Critiques du film 

Les guerres de Christine S.

 

DIACRITIK

The Spenglers (Les Guerres de Christine S.)

Il y a trois films dans Les Guerres de Christine S. : le film lui-même avec des extraits de deux autres films de Philippe Vallois, Huguette Spengler, ma patrie la nébuleuse du rêve (1984) et On dansait sous les bombes (1994), un documentaire qui suit Christine Spengler lors d’un reportage qu’elle effectua au Liban. Plusieurs strates composent par conséquent ce portrait dans lequel on reconnaît le « style » d’un cinéaste.

Le nom lui-même de Christine Spengler renvoie tout d’abord à la femme reporter de guerre, aux photographies qu’elle n’a pas cessé de prendre entre 1970 et 2003 dans le monde entier, au Tchad, en Irlande du Nord, au Vietnam, au Cambodge, au Sahara occidental, au Salvador, au Nicaragua, au Liban, au Kosovo, en Afghanistan, en Irak... Aujourd’hui, elle serait à Gaza ou en Ukraine. En 2022, par exemple, l’affiche du musée de la Libération à Paris pour l’exposition sur lesFemmes reporters de guerre représentait une des photographies de Christine Spengler les plus connues, Le bombardement de Phnom Penh, un grand angle qui renoue presque avec la peinture d’histoire. La particularité de ces images, toutes en noir et blanc, est d’éviter le spectaculaire et de saisir une forme d’intimité du désastre. Ensuite, à partir d’une certaine époque, la reporter s’est dédoublée en artiste, une autre Christine Spengler s’est mise à créer des photomontages couleur comme pour conjurer quelque chose de la guerre et de la mort. Les Guerres de Christine S. permet ainsi de mieux comprendre ce destin singulier, d’en révéler sa généalogie.

Tout débute par la mère, Huguette, elle-même artiste, cette artiste « surréaliste », qui hantait le passage Vivienne avant qu’on le muséifie et que Philippe Vallois a filmée dans « Ma patrie, la nébuleuse du rêve ». Lors du tournage, il rencontra Philippe Warner, un personnage qui occupe une place centrale : amant platonique de la mère, il va devenir l’amant de la fille. Un quatrième personnage joue un rôle plus invisible, mais tout autant important : Éric, le frère de Christine, qui s’est suicidé en 1973. « Nous sommes quatre dans l’histoire et cela ne me dérange pas du tout », commente Christine Spengler. On pourrait ajouter un cinquième personnage, le second Philippe, celui qui filme, qui raconte.
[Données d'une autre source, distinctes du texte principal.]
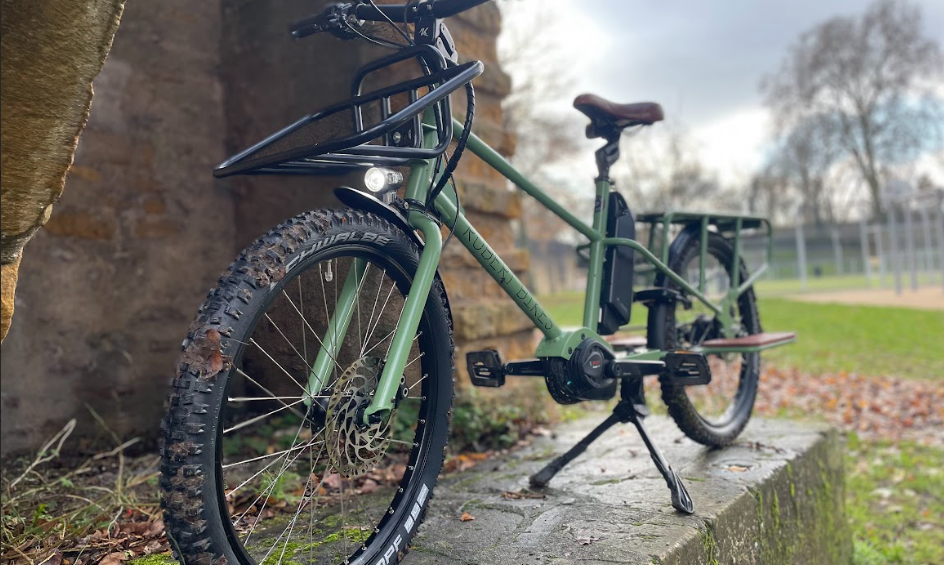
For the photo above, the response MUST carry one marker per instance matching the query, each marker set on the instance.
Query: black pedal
(686, 368)
(629, 368)
(526, 368)
(485, 368)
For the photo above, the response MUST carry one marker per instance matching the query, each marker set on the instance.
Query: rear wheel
(716, 413)
(256, 469)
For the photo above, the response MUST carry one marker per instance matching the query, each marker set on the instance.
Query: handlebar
(334, 17)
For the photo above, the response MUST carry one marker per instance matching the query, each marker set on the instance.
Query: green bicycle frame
(556, 342)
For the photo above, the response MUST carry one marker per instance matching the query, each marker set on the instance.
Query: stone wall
(143, 229)
(109, 287)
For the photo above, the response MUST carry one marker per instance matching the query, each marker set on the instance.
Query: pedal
(526, 368)
(629, 368)
(687, 368)
(485, 368)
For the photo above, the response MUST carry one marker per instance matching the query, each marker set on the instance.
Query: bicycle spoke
(267, 391)
(261, 457)
(393, 287)
(271, 487)
(282, 469)
(258, 418)
(310, 443)
(289, 342)
(373, 308)
(314, 333)
(266, 353)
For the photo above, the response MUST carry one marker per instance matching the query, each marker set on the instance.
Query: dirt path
(925, 298)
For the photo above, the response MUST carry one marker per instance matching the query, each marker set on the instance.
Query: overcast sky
(702, 60)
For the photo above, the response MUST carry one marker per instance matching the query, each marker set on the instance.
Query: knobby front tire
(250, 474)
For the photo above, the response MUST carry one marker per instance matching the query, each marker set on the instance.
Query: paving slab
(775, 497)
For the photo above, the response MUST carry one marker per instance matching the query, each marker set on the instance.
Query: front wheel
(716, 413)
(258, 466)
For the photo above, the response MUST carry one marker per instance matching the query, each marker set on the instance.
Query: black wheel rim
(370, 503)
(728, 399)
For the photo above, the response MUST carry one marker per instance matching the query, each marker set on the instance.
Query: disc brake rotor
(353, 447)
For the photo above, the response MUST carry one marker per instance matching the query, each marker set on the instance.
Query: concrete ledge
(776, 497)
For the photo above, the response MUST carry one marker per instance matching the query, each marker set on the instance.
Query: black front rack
(366, 130)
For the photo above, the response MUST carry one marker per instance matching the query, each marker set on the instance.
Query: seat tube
(591, 308)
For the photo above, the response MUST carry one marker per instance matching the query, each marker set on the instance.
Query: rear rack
(366, 130)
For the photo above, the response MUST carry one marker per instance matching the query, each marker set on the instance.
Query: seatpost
(609, 153)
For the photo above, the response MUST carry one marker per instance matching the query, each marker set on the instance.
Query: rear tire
(213, 437)
(670, 329)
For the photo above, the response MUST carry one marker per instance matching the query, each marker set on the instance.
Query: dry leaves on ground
(874, 407)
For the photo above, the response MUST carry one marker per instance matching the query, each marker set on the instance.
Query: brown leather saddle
(607, 116)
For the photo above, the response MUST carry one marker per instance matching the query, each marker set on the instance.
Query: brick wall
(142, 231)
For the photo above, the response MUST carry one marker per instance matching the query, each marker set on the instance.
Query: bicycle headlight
(378, 179)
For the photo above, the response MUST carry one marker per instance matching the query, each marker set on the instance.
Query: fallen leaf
(333, 481)
(55, 558)
(116, 558)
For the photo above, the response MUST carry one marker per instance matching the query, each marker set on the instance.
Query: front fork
(397, 356)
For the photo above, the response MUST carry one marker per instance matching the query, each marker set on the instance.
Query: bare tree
(874, 75)
(804, 159)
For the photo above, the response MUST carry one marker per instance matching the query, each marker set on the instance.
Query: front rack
(367, 130)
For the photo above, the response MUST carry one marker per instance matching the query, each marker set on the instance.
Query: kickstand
(631, 408)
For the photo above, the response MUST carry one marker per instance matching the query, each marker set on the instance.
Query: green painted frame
(556, 342)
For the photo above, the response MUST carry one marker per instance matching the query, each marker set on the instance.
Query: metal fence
(904, 249)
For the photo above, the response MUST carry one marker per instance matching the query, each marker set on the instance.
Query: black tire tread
(679, 407)
(186, 420)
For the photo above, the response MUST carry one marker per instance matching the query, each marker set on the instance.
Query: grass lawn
(869, 340)
(832, 282)
(894, 493)
(895, 503)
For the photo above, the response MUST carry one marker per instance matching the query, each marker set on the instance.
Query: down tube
(497, 268)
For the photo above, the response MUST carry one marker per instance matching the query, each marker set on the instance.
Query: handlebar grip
(306, 26)
(446, 8)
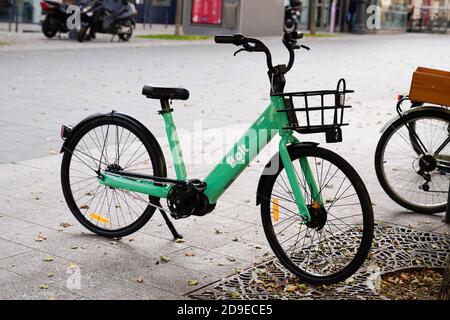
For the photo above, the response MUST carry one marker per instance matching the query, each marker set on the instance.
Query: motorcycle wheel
(47, 29)
(125, 36)
(82, 34)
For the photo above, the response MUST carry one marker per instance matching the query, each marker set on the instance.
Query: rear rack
(324, 111)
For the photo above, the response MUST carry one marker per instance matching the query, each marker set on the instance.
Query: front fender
(268, 171)
(415, 109)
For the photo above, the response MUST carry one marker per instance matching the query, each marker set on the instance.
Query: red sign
(206, 11)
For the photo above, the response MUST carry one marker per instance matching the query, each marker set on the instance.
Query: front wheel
(109, 143)
(335, 243)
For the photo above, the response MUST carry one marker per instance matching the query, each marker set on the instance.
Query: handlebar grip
(224, 39)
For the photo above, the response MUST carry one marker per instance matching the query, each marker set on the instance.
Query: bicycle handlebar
(255, 45)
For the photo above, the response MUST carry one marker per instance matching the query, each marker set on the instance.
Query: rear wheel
(109, 143)
(336, 242)
(416, 181)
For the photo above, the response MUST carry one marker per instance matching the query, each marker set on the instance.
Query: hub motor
(318, 216)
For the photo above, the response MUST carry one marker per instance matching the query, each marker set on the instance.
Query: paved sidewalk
(43, 249)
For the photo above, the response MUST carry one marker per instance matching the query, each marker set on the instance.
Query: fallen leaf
(65, 225)
(291, 288)
(305, 286)
(40, 238)
(193, 282)
(164, 259)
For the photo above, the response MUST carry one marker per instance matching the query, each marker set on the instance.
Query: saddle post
(174, 142)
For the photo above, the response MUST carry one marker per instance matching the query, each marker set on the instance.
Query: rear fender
(416, 109)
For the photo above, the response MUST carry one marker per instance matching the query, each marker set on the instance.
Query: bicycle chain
(146, 202)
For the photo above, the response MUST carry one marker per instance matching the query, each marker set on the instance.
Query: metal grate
(395, 247)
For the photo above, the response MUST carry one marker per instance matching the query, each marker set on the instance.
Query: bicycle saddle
(165, 93)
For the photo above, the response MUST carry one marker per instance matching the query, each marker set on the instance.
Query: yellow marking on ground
(99, 218)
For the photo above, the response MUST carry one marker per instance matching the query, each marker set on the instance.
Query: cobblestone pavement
(47, 83)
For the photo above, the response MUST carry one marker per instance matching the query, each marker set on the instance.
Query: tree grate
(395, 247)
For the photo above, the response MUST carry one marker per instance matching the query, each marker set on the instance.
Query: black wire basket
(323, 111)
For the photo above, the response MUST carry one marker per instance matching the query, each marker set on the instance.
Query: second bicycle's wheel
(402, 169)
(336, 243)
(109, 143)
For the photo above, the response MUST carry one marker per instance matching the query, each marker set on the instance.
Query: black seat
(165, 93)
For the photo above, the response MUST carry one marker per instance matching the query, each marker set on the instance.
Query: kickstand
(170, 225)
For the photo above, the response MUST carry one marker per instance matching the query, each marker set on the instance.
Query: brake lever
(240, 50)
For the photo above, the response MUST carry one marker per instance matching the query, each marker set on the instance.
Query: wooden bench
(431, 86)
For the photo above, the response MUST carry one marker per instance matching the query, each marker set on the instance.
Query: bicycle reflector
(65, 131)
(275, 209)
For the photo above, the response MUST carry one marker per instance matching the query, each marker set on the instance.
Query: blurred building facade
(331, 15)
(397, 15)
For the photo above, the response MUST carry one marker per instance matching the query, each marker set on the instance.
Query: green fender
(267, 172)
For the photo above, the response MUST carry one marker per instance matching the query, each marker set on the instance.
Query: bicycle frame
(260, 133)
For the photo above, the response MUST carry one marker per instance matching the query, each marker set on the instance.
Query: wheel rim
(400, 163)
(318, 252)
(108, 147)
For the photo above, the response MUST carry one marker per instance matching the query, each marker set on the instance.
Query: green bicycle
(316, 212)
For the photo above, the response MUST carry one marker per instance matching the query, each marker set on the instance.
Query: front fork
(294, 179)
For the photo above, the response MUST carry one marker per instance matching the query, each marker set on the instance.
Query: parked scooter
(292, 15)
(116, 18)
(55, 18)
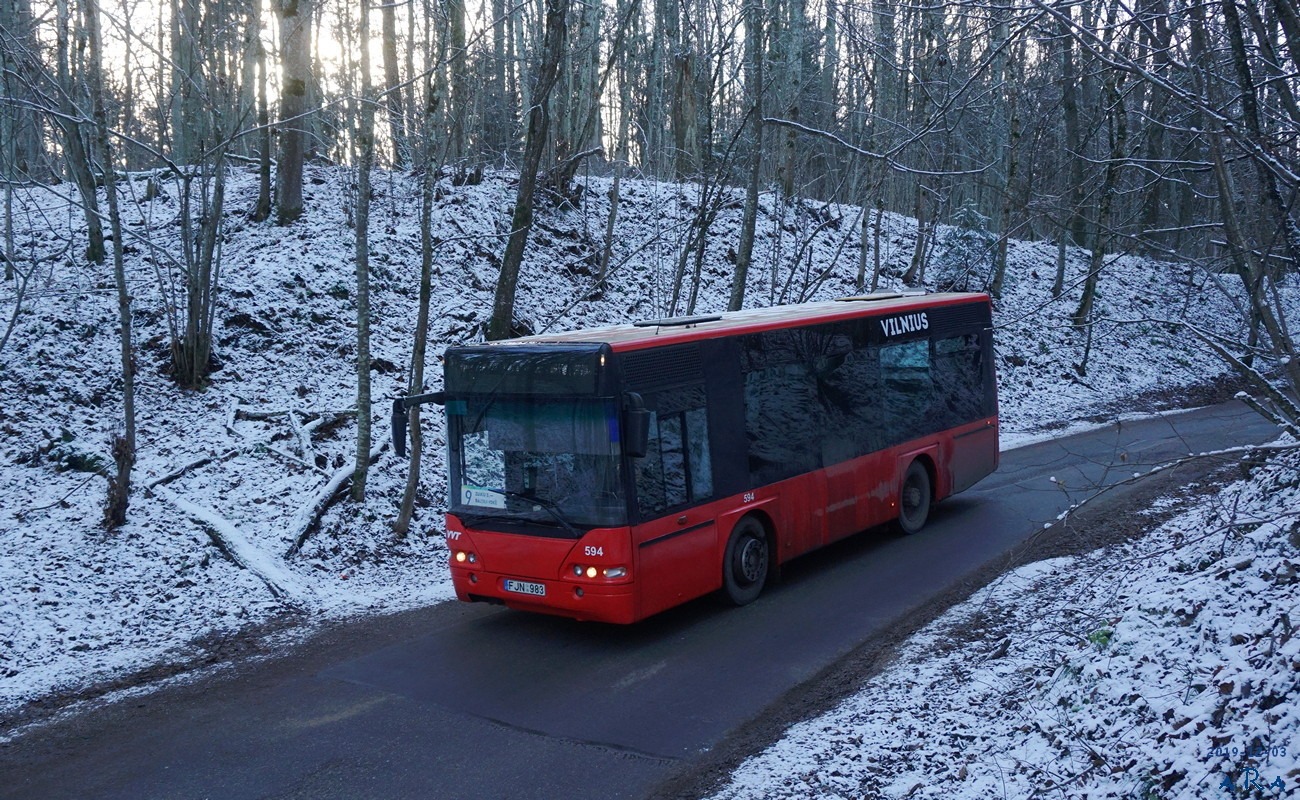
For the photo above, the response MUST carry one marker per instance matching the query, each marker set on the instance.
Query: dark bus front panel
(792, 401)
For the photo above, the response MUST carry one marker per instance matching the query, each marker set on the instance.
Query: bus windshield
(550, 462)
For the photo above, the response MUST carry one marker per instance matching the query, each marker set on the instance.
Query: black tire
(745, 563)
(914, 498)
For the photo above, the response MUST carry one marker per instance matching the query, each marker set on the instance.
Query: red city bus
(611, 474)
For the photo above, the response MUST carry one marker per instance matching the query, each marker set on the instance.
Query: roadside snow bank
(1168, 666)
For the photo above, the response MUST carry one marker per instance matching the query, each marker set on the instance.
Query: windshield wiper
(550, 506)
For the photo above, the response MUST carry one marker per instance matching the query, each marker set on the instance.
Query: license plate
(524, 587)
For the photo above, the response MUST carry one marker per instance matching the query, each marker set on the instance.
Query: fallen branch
(183, 468)
(238, 548)
(304, 439)
(308, 518)
(1191, 457)
(295, 461)
(264, 414)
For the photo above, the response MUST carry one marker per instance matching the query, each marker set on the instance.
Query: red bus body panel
(679, 556)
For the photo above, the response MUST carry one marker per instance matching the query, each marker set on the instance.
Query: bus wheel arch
(915, 494)
(749, 558)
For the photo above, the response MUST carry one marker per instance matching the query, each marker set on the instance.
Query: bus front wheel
(914, 498)
(745, 562)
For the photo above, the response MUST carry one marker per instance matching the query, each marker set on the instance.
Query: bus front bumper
(585, 601)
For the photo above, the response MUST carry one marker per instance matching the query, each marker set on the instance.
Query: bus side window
(908, 390)
(676, 468)
(960, 377)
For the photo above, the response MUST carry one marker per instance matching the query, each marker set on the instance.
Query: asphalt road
(477, 701)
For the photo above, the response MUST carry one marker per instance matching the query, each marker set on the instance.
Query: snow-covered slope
(1168, 666)
(252, 452)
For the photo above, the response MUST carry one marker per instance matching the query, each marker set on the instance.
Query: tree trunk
(460, 102)
(295, 56)
(365, 158)
(1083, 314)
(754, 56)
(124, 444)
(76, 158)
(415, 385)
(502, 324)
(393, 85)
(1077, 225)
(261, 211)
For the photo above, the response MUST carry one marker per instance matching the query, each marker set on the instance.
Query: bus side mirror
(636, 426)
(401, 406)
(399, 422)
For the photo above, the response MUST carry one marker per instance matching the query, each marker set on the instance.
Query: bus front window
(553, 462)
L’équation est la suivante : Philippe Warner aime Huguette ; à sa mort, Christine le rencontre et reconnaît en lui Éric, a le sentiment qu’il ressuscite en lui ; quant à Philippe, il retrouve en elle Huguette. Le transfert est le moteur de cet étrange quatuor. En 1970, avec le Nikon que lui avait prêté son frère, Christine s’était initiée à la photographie alors qu’ils voyageaient ensemble au Tchad. Lorsqu’il meurt, trois ans plus tard, elle est inconsolable et rompt avec sa mère, qu’elle ne reverra plus (une des guerres secrètes du film).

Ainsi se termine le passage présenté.